Históricamente, el mobiliario urbano fue tratado con un desprecio invisible. Un conductor perdía el control, se llevaba puesta una luminaria o destrozaba un bolardo, y la inercia del sistema hacía que ese costo se diluyera en el presupuesto general. Es decir, lo pagaba usted, lo pagaba yo y lo pagaba el vecino que jamás cometió una infracción. Esa era la lógica de la socialización de la irresponsabilidad.
Lo que estamos viendo ahora es un quiebre de esa lógica. Cuando el municipio tasa un daño en 8 millones de pesos y persigue ese cobro contra el patrimonio personal del infractor, no está simplemente buscando recuperar dinero. Está enviando un mensaje ético y jurídico: el patrimonio público tiene dueño, y ese dueño es la comunidad.

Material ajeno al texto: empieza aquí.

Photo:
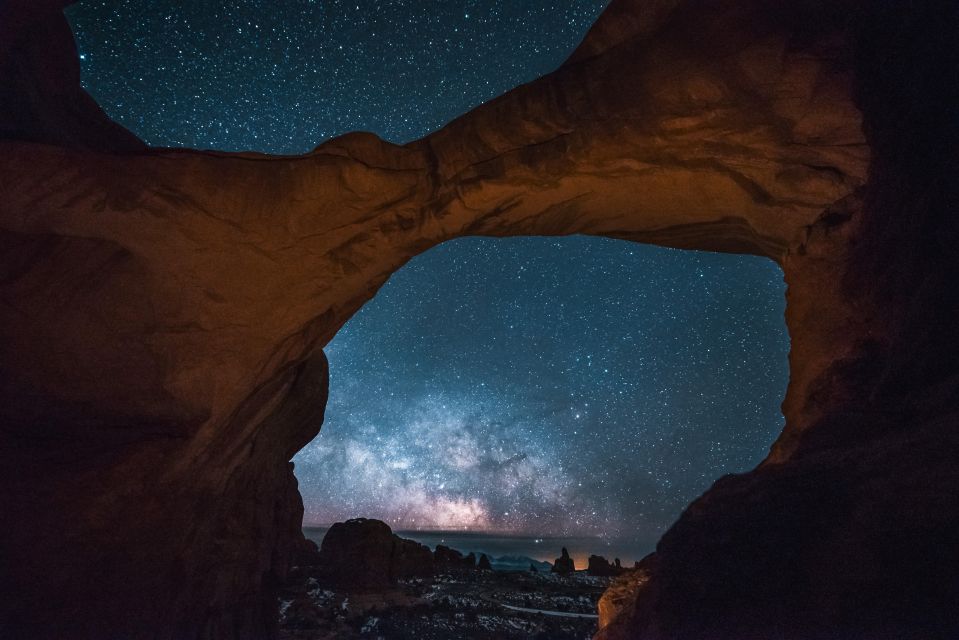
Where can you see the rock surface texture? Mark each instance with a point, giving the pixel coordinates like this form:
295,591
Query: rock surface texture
164,314
563,565
365,555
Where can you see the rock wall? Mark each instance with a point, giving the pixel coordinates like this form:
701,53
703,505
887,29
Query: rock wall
165,311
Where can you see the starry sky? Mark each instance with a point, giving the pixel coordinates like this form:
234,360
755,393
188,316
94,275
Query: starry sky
563,386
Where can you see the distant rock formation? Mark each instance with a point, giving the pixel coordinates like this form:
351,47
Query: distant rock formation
600,566
140,350
484,564
622,592
564,564
365,555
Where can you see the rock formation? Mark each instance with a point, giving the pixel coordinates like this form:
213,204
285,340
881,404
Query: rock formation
165,312
365,555
600,566
446,556
563,565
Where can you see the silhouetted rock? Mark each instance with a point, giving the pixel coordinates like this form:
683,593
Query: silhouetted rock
363,555
599,566
564,564
411,559
446,556
142,358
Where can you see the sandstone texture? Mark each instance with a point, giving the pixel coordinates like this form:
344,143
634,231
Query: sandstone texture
365,555
164,313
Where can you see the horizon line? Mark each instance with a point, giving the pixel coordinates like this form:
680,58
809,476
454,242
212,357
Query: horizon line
502,534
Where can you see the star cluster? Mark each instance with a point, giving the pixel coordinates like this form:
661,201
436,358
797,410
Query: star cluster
575,386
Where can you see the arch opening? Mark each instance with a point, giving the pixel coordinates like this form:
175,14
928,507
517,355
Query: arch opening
570,388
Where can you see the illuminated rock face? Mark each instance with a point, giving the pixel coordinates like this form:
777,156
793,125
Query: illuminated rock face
164,313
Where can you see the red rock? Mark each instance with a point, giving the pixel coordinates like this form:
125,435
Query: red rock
151,397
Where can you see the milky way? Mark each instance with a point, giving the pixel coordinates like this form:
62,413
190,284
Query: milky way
558,386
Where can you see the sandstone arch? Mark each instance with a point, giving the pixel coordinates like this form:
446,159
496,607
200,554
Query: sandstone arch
165,310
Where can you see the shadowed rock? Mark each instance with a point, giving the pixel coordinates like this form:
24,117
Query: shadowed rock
151,396
365,555
563,565
600,566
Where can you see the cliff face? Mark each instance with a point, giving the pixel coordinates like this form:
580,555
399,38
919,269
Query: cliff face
165,311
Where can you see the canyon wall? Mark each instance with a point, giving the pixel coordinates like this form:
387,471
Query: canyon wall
165,312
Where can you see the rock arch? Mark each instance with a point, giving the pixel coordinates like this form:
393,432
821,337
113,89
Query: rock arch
165,310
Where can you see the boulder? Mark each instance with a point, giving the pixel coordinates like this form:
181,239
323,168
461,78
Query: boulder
365,555
564,564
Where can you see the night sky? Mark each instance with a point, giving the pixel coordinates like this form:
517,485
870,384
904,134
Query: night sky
563,386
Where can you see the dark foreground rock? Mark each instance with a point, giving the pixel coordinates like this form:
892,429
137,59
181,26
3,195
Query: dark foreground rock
563,564
458,603
365,555
151,396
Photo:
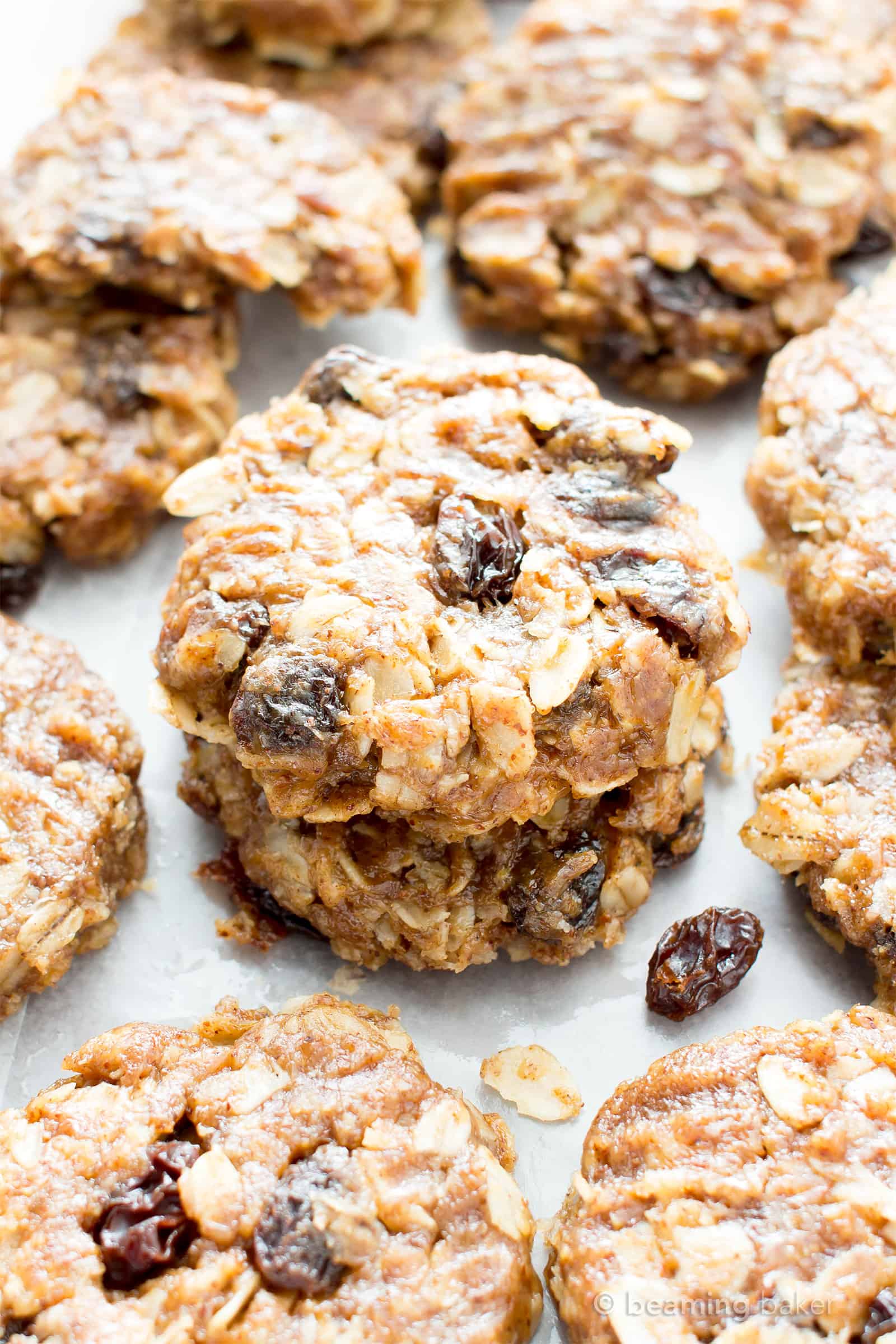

Esta nueva dinámica pone fin a la «licencia para destruir». El concepto de responsabilidad ciudadana deja de ser una frase romántica en un manual de educación cívica para convertirse en una carga civil concreta. La infraestructura —las luces LED que iluminan nuestras noches, los paseos donde caminan nuestros hijos, los semáforos que ordenan nuestro caos— deja de ser un blanco gratuito para la impericia.
La «arrogancia del volante», exacerbada tantas veces por el alcohol o la velocidad, hoy tiene un precio de mercado. Y es un precio alto. Perseguir judicialmente a quien daña un paseo o un semáforo es, fundamentalmente, defender el esfuerzo del contribuyente. Es decirle al ciudadano que cumple que su dinero ya no se va a usar para subsidiar la imprudencia ajena.
En definitiva, la lógica ha cambiado. San Rafael ya no es el escenario donde se puede romper y huir. Hoy, la ciudad exige que cada uno se haga cargo de su huella en el espacio público. Porque entender que lo que es de todos debe ser cuidado por cada uno, no es solo una cuestión de leyes; es el cimiento básico de una sociedad que aspira a la madurez.